Sitting by assignment made pursuant to Article IV, Section 16 of the Alaska Constitution and Administrative Rule 24(d).
Lisa Annette Gossett and Chris D. Gossett were convicted of fourth-degree controlled substance misconduct after the police served a search warrant at their cabin in Chickaloon and discovered an illegal marijuana growing operation. During the pre-trial proceedings in the superior court, the Gossetts attacked the validity of the search warrant. The Gossetts contended that, for various reasons, the search warrant application did not establish probable cause for the search, and thus all evidence stemming from the service of the search warrant should be suppressed. The superior court held an evidentiary hearing to address the Gossetts' various contentions. Based on the evidence presented at this hearing, the superior court concluded that the search warrant was valid, and the court therefore denied the Gossetts' suppression motion.
Former AS 11.71.040(a)(2) & (3)(G) (the 2010 versions of these statutes).
In this appeal, the Gossetts renew various attacks on the sufficiency of the search warrant application. For the reasons explained in this opinion, we uphold the superior court's decision that the search warrant application established probable cause for the search, and we therefore affirm the Gossetts' convictions.

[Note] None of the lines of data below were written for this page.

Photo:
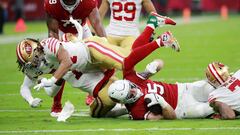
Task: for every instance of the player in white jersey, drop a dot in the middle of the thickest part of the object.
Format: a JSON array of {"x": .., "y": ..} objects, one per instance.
[
  {"x": 124, "y": 19},
  {"x": 80, "y": 58},
  {"x": 225, "y": 99},
  {"x": 188, "y": 99}
]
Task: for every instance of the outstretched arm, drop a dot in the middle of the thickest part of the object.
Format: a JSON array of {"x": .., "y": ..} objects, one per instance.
[
  {"x": 95, "y": 21},
  {"x": 152, "y": 68},
  {"x": 225, "y": 111}
]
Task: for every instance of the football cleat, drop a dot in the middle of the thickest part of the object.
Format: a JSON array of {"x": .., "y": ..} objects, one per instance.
[
  {"x": 56, "y": 109},
  {"x": 89, "y": 100},
  {"x": 158, "y": 20},
  {"x": 168, "y": 40},
  {"x": 36, "y": 102}
]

The Gossetts' assertion that the trooper who applied for the search warrant recklessly relied on a false statistical analysis
Alaska State Trooper Kyle Young was the officer who applied for the warrant to search the Gossetts' cabin. In seeking the warrant, Young relied primarily on (1) Chris Gossett's known ties to unlawful marijuana growing operations, (2) the smell of growing marijuana emanating from the Gossetts' cabin, (3) the high level of electrical usage at the apparently unoccupied cabin compared to occupied residences of similar size, and (4) the low likelihood that a marijuana growing operation at a remote cabin would be merely intended to produce marijuana for the defendants' personal use.

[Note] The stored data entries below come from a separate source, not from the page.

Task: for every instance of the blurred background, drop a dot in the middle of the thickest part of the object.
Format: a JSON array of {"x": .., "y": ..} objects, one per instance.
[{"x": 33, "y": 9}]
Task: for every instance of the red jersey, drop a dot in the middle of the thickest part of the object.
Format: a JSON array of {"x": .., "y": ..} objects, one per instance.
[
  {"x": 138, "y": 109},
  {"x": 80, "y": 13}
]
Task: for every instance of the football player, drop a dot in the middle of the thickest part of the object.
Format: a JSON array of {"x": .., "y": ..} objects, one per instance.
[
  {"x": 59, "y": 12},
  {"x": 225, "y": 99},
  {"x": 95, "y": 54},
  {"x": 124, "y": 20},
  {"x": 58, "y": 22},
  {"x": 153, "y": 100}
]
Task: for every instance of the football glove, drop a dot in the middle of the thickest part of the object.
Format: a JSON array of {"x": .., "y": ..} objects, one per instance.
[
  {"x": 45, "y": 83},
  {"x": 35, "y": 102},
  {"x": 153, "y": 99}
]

In the search warrant application, Trooper Young presented a statistical analysis of 187 prior marijuana investigations where investigators were able to detect the smell of growing marijuana from outside the structure that was later searched. According to Young's statistics, in over 88 percent of these cases, investigators found marijuana in amounts of one pound or more — i. e., in amounts that would support a felony prosecution under former AS 11.71.040(a).
Based on these statistics, Young asserted that the detectable smell of growing marijuana outside the Gossetts' cabin was a reasonable indicator that the cabin contained a commercial quantity of marijuana.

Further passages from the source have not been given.